Бедный Ньюмен буквально захлебнулся, когда на него обрушился этот поток вопросов, и судорожно корчился на стуле при каждом новом восклицании, и таращил при Этом глаза с видом весьма нелепым и недоумевающим.
— Нет,— ответил Ньюмен,— этого я ей не сказал.
— Чего вы ей не сказали? — осведомился Николас.
— О видении из лучшего мира,— ответил Ньюмен.— И я не сказал ей, кто вы и где вы ее видели. Я сказал, что вы любите ее до безумия.
— Это правда, Ньюмен! — продолжал Николас со свойственной ему горячностью.— Небу известно, что это правда!
— Еще я сказал, что вы давно восхищались ею втайне,— сообщил Ньюмен.
— Да, да! А она что? — спросил Николас.
— Покраснела,— ответил Ньюмен.
— Ну, конечно.
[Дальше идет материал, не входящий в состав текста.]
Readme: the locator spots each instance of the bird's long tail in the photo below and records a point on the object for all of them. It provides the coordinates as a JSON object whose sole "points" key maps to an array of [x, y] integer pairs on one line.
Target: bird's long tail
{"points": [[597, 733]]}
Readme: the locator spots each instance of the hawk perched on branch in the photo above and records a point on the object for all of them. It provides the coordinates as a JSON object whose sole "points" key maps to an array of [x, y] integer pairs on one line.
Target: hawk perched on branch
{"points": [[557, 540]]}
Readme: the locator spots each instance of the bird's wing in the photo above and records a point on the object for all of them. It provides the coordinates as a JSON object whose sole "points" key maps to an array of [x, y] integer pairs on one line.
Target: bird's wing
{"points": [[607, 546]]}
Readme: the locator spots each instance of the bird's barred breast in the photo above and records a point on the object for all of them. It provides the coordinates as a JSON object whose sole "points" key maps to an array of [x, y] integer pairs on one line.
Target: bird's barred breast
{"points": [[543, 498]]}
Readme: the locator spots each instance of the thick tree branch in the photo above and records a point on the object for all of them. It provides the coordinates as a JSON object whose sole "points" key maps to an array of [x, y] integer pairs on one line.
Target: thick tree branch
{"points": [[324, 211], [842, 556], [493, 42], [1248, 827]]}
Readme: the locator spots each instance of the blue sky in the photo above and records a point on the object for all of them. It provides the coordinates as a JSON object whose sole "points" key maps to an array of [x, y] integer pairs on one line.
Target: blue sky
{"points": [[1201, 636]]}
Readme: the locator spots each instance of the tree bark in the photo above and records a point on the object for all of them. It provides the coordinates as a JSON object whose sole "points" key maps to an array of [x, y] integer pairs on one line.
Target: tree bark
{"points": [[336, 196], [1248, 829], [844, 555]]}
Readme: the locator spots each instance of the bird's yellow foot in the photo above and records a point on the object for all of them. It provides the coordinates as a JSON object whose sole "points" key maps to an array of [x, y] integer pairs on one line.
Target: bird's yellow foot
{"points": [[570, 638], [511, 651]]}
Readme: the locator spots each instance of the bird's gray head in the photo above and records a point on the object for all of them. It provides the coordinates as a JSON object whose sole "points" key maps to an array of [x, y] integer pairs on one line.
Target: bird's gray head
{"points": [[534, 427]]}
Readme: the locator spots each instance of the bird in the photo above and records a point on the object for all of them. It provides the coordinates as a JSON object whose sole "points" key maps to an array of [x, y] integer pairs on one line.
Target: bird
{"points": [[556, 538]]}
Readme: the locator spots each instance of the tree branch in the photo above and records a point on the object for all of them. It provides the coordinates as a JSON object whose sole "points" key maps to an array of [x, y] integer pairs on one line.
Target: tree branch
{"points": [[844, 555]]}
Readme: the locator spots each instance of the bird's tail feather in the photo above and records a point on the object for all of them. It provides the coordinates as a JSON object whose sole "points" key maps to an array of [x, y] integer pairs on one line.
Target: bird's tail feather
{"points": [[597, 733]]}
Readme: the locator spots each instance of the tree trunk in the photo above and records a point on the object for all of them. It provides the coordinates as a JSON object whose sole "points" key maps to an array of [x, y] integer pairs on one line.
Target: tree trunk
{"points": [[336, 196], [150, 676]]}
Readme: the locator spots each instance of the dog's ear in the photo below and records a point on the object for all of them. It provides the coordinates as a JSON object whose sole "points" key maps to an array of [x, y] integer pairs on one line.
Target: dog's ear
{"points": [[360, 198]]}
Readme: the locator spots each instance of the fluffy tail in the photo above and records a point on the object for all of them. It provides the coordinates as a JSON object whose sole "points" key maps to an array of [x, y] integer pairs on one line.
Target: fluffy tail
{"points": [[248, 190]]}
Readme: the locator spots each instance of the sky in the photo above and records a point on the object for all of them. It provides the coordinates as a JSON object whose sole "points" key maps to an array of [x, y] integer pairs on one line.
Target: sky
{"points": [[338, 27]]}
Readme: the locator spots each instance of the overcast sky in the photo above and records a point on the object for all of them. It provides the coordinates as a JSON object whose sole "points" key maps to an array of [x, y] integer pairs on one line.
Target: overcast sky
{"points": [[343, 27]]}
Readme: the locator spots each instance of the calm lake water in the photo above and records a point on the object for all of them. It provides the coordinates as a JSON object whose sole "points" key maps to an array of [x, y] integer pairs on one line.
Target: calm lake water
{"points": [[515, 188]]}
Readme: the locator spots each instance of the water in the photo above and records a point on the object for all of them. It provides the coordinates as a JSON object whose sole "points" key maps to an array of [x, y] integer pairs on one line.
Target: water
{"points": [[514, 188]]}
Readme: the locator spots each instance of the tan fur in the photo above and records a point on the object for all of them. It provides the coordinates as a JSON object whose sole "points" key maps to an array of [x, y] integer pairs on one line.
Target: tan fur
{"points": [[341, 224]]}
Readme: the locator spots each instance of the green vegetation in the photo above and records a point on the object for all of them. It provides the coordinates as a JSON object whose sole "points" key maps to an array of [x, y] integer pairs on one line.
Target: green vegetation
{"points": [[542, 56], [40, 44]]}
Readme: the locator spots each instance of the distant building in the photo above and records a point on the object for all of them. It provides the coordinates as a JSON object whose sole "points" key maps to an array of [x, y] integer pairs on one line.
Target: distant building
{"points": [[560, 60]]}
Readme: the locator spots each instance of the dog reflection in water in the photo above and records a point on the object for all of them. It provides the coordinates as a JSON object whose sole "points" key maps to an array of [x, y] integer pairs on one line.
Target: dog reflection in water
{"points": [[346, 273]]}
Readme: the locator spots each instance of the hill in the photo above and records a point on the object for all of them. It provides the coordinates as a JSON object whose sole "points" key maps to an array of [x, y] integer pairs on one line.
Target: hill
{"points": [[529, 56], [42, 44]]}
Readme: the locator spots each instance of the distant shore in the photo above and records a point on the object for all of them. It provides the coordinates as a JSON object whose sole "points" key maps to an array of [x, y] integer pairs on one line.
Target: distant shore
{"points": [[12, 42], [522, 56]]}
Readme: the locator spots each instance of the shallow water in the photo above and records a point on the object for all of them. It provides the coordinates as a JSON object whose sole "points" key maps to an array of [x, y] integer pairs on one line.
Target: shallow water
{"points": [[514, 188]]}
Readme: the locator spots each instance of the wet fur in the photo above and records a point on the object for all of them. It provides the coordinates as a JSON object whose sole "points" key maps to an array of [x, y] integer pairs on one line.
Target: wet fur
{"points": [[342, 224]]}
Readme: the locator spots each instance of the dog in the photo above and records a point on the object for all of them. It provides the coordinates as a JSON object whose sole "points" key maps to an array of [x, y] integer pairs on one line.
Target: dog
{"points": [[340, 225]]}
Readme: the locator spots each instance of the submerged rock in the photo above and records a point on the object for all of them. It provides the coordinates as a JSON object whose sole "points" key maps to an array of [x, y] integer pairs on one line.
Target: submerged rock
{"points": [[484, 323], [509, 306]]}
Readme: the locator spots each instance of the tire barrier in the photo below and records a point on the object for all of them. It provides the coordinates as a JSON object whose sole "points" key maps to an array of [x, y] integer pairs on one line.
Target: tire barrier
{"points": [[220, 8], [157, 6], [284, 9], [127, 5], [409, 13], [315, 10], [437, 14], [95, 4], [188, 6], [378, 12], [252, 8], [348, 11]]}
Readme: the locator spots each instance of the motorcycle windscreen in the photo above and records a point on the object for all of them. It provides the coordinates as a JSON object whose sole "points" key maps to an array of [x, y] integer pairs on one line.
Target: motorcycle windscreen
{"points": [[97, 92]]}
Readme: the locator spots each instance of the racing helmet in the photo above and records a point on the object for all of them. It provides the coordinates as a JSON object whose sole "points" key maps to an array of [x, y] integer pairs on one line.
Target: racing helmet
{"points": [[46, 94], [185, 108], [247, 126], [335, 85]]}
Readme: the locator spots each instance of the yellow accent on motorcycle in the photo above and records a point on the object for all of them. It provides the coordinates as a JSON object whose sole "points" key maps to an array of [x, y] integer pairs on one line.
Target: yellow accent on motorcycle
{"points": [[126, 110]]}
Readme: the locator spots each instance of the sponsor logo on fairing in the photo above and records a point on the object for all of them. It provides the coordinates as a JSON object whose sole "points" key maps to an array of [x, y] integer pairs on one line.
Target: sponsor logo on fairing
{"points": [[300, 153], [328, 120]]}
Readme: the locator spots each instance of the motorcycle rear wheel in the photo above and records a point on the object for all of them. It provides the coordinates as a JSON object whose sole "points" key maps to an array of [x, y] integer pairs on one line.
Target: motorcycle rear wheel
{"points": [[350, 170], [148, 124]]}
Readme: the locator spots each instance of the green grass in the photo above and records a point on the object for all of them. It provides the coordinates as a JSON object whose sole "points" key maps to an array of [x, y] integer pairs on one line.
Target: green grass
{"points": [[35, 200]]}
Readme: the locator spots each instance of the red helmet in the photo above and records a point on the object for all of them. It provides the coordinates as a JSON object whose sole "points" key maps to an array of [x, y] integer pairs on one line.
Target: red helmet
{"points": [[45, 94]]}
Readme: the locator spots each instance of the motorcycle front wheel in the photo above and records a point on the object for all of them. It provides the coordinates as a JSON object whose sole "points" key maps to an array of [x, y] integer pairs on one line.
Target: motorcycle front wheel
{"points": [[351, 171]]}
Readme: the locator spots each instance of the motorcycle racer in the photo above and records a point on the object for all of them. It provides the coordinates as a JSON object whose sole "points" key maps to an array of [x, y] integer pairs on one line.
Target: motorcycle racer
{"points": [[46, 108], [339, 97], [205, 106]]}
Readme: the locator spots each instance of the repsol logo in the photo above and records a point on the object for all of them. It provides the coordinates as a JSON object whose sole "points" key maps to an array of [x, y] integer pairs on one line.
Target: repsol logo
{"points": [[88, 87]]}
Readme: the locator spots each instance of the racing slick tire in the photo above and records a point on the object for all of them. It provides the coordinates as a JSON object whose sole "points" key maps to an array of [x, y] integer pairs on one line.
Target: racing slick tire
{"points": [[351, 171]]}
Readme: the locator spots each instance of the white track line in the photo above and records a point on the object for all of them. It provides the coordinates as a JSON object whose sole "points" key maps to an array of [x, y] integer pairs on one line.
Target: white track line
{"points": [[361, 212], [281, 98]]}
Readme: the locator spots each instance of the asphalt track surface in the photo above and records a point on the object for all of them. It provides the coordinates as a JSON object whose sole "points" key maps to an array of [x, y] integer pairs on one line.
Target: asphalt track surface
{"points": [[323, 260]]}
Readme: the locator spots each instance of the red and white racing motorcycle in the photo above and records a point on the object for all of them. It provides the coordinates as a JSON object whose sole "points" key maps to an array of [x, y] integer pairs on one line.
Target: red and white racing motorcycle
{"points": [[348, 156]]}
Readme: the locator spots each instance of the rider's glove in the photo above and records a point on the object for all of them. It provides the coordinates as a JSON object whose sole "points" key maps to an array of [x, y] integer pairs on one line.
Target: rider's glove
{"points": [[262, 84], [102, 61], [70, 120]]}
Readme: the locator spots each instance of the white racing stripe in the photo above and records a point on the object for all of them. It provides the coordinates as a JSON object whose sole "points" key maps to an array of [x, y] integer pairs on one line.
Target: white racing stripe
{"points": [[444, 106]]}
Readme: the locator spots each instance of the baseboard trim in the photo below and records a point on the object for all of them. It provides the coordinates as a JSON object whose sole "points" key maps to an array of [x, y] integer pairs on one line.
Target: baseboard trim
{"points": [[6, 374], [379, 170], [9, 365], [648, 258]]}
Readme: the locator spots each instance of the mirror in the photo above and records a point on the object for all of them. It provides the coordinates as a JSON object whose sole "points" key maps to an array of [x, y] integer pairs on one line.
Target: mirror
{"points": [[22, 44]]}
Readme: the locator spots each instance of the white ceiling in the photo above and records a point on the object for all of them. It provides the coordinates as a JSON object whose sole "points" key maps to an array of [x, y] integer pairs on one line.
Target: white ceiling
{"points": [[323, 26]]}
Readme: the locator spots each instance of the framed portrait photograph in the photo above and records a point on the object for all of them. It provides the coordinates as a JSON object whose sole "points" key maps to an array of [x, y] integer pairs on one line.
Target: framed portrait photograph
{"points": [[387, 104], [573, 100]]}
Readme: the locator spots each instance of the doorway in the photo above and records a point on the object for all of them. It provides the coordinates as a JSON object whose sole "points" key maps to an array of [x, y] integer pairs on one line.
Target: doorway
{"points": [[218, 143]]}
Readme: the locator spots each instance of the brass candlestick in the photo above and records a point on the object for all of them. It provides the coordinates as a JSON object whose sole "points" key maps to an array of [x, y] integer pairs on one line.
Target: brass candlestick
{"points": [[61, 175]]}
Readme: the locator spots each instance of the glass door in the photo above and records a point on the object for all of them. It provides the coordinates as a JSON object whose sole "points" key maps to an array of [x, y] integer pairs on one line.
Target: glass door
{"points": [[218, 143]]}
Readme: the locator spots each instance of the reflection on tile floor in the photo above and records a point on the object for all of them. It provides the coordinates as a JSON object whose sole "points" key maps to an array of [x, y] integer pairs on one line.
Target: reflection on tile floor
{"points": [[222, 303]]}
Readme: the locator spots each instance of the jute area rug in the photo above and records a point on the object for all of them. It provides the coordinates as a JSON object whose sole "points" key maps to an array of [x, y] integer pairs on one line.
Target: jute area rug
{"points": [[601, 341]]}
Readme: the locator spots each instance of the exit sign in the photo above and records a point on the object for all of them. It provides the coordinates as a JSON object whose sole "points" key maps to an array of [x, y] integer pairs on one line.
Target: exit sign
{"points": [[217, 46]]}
Разумеется, она покраснела,— одобрительно заметил Николас.
Далее Ньюмен сообщил, что молодая леди единственная дочь, что мать ее умерла, что она живет с отцом и что она согласилась на тайное свидание со своим поклонником благодаря вмешательству служанки, которая имеет на нее большое влияние. Затем он рассказал о том, сколько понадобилось усилий и красноречия, чтобы склонить молодую леди к этой уступке; как было дано понять, что она только предоставляет Николасу возможность объясниться в любви и отнюдь не берет на себя обязательства принять благосклонно его ухаживание. Тайна ее визитов к «Чирибл, братья» осталась неразъясненной, ибо Ньюмен не упоминал о них ни в предварительном разговоре со служанкой, ни при последовавшем за ним свидании с госпожой, заявив только, что ему было поручено проследить девушку до дому и защищать дело его молодого друга, и не сказав, долго ли он за ней следил и начиная с какого места. Ньюмен, судя по словам, вырвавшимся у наперсницы, склонен был заподозрить, что молодая леди вела очень печальную и несчастливую жизнь под суровым надзором родителя, отличавшегося вспыльчивым и жестоким нравом,— обстоятельство, которым, по его мнению, объяснялось до известной степени ее обращение к покровительству братьев, а также и тот факт, что она позволила себя уговорить и согласилась на свидание. Последнее он считал весьма логичным выводом из своих посылок, ибо вполне естественно было предположить, что молодая леди, чье настоящее положение было столь незавидно, чрезвычайно стремилась изменить его.
Выяснилось путем дальнейших расспросов,— так как только благодаря долгим и тяжким усилиям удалось вытянуть все это из Ньюмена Ногса,— что Ньюмен, объясняя, почему у него такой обтрепанный костюм, растаивал на том, что это переодевание вызвано необходимыми мерами предосторожности, связанными с этой интригой. На вопрос, каким образом он превысил свои полномочия и добился свидания, Ньюмен заявил, что раз леди, видимо, склонялась к этому, долг и галантность побудили его воспользоваться таким превосходным способом, дававшим Николасу возможность продолжать ухаживание. После всевозможных вопросов и ответов, повторенных раз двадцать, они расстались, сговорившись встретиться на следующий вечер в половине одиннадцатого, чтобы отправиться на свидание, которое было назначено на одиннадцать часов.